Barley Grass Benefits
Hordeum vulgare L
Young leaves of the plant before it produces grain, and before the stem has developed
Barley grass contains vitamins, minerals, anti-oxidants, chlorophyll, live enzymes and amino acids. The nutrients are easily assimilated in the digestive tract, helping the body more rapidly reach optimum nutrition.
* Boosts energy and vitality, combats fatigue and stress
* Helps the body to detoxify, eliminating unhealthy bacteria and balancing gut and bowel health
* Treats immune system deficiencies
* Improves clarity of thought
* Helps stabilize body weight, metabolism and cravings
The young leaves of the plant have a tremendous ability to absorb nutrients from the soil, and are harvested at 12 -14 inches high.
½ to 4 teaspoons per day
added to smoothies, juice, water, rice milk, yogurt or any other foods.
Barley grass should be introduced gradually to enable the body to get used to any detoxification reaction.
Barley in it's fully grown grain form has served as a staple food source in many different cultures. The use of barley for food and medicinal purposes dates back thousands of years. There is evidence of it being cultivated as early as 7000 BC. Roman gladiators ate barley for strength and stamina. In the West the plant first came into popular use because of the barley grain it produces, and more recently it has begun being recognized for it's superior nutrional value in grass form.
Barley grass contains significant amounts of vitamins B1, B2, B3, B5, B6, B12, C and E. It also contains Folic Acid which is sometimes known as vitamin B9.
The minerals barley grass contains in abundance are Potassium, Calcium, Magnesium, Iron, Copper, Phosperous, Manganese and Zinc, as well as other trace minerals. It also contains high levels of chlorophyll, helping to restore the body's natural acid / alkaline balance. Over acidification of the body can contribute to many development of many diseases, readdressing the ph balance can help bring lasting health and well-being.
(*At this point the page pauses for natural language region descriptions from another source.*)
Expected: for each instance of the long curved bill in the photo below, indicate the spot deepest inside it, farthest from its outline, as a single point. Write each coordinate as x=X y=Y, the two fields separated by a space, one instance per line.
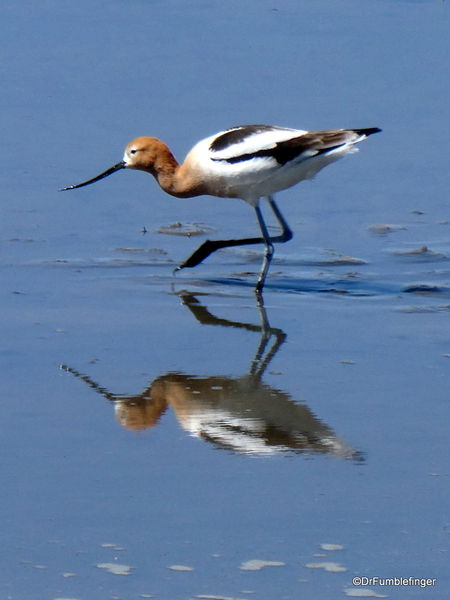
x=110 y=171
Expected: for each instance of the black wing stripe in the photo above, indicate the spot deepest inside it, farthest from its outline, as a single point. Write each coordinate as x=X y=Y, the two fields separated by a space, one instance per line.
x=235 y=135
x=314 y=143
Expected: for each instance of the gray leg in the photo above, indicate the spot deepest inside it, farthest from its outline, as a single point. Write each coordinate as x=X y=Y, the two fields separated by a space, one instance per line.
x=268 y=252
x=286 y=234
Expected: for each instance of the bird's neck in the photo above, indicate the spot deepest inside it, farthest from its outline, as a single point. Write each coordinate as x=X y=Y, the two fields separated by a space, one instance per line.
x=175 y=179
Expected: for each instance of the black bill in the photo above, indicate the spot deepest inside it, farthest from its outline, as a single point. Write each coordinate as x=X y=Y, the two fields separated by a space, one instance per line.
x=110 y=171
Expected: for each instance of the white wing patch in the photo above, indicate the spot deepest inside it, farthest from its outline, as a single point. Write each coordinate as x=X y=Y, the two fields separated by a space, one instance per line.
x=255 y=142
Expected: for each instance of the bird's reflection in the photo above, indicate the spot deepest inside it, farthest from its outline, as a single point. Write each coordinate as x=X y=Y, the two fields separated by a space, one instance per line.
x=242 y=414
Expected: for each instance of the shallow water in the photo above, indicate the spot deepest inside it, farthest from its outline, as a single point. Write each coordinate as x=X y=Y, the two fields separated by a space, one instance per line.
x=159 y=432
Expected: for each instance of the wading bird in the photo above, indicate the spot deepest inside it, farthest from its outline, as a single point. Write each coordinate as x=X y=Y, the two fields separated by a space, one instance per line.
x=249 y=162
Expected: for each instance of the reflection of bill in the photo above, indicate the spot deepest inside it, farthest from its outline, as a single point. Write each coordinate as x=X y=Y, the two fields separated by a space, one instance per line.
x=241 y=414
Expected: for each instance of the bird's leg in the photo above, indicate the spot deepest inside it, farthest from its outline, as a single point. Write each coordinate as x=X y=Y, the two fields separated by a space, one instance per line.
x=268 y=251
x=286 y=233
x=210 y=246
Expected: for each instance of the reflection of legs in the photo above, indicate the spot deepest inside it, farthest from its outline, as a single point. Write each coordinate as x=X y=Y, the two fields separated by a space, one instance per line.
x=209 y=246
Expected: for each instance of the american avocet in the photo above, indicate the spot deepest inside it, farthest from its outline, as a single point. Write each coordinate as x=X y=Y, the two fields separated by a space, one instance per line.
x=247 y=162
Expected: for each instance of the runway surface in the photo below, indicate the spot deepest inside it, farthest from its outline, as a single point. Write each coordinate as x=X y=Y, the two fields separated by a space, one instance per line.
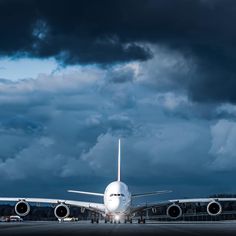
x=85 y=228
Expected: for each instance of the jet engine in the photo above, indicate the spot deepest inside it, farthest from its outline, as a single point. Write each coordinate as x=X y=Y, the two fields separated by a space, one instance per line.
x=62 y=211
x=22 y=208
x=174 y=211
x=214 y=208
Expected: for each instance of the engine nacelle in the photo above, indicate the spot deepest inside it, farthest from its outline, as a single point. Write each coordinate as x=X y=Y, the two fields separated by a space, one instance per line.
x=22 y=208
x=214 y=208
x=174 y=211
x=62 y=211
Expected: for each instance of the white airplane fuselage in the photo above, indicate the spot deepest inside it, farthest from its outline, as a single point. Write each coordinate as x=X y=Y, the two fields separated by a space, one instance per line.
x=117 y=199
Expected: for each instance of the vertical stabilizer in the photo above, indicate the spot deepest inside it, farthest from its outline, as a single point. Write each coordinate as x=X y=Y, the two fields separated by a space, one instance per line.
x=118 y=175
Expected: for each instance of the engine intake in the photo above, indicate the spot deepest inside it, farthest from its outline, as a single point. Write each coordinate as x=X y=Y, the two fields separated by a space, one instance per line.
x=22 y=208
x=62 y=211
x=174 y=211
x=214 y=208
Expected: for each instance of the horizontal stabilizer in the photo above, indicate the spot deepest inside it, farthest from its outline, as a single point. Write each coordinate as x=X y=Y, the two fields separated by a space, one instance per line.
x=87 y=193
x=151 y=193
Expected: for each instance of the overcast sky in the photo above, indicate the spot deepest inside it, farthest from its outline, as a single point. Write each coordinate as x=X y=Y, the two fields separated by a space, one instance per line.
x=77 y=75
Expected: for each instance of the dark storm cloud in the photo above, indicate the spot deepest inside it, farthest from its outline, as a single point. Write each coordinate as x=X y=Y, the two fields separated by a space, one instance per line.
x=107 y=32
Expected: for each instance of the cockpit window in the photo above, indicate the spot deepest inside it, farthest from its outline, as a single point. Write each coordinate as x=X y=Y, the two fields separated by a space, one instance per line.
x=117 y=194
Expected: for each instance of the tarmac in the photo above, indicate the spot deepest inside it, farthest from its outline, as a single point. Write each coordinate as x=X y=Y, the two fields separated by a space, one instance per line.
x=86 y=228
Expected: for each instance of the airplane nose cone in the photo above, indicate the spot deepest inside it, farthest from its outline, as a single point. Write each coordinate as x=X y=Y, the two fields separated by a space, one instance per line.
x=114 y=205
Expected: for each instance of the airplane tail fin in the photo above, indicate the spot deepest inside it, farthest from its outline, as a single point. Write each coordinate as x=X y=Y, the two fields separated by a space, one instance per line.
x=118 y=174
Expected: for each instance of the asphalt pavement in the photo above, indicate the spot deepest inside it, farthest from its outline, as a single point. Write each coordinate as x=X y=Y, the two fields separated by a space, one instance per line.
x=85 y=228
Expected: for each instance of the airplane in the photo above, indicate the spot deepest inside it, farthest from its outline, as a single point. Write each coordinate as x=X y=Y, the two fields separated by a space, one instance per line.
x=117 y=203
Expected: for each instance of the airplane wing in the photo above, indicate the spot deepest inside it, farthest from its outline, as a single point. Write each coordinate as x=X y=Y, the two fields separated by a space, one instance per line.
x=147 y=206
x=150 y=193
x=98 y=207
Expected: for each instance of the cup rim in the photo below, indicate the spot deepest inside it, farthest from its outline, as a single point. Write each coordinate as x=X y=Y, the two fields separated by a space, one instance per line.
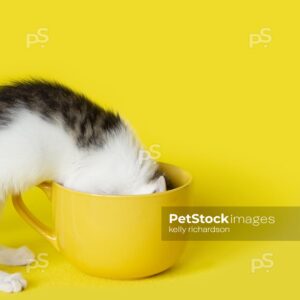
x=188 y=182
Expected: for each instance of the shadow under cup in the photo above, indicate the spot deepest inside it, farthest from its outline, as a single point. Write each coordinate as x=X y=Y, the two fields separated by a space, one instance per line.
x=112 y=236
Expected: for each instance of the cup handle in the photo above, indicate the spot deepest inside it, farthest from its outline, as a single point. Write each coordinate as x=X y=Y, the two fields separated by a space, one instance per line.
x=35 y=223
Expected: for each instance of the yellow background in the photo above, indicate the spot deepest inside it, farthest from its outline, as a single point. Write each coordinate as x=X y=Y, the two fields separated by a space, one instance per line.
x=184 y=75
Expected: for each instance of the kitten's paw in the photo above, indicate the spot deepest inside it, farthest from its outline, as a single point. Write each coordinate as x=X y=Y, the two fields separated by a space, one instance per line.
x=22 y=257
x=12 y=283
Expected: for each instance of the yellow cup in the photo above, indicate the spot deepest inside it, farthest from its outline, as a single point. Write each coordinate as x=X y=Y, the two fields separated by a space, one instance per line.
x=112 y=236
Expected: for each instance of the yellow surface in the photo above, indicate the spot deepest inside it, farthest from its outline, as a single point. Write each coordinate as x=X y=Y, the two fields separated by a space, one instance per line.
x=185 y=76
x=112 y=236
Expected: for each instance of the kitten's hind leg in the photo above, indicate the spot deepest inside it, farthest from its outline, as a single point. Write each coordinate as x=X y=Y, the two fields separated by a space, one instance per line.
x=16 y=257
x=12 y=283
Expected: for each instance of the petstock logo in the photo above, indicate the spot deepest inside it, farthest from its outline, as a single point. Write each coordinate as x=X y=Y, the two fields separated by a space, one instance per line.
x=231 y=223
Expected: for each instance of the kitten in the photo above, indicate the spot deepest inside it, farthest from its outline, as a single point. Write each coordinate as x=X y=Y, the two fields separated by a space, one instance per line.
x=49 y=132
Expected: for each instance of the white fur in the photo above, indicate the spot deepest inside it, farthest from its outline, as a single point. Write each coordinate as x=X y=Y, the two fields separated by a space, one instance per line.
x=33 y=150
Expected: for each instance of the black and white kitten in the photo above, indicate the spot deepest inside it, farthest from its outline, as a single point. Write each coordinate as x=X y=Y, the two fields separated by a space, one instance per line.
x=49 y=132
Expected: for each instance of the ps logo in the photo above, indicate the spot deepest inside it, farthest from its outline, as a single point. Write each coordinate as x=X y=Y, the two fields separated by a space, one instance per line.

18 Amino-acids which are building blocks for proteins, so Barley grass supports cell building regeneration, cell metabolism and neutralises harmful toxins at a cellular level.
Barley grass may sometimes be rich in vitamin k, which interferes with the action of anticoagulants such as Coumadin (the brand name for warfarin, a drug used to treat and prevent blood clots). Other than an allergic reaction, there are no known adverse effects attributed to barley grass. Hypersensitivity reactions to barley are well documented. These typically are attributed to the storage protein present in the seed of the plant and not to the green, aerial parts of the plant (see Barley monograph for further details). It may be prudent to restrict the use of barley grass in hypersensitive people, including those with celiac disease.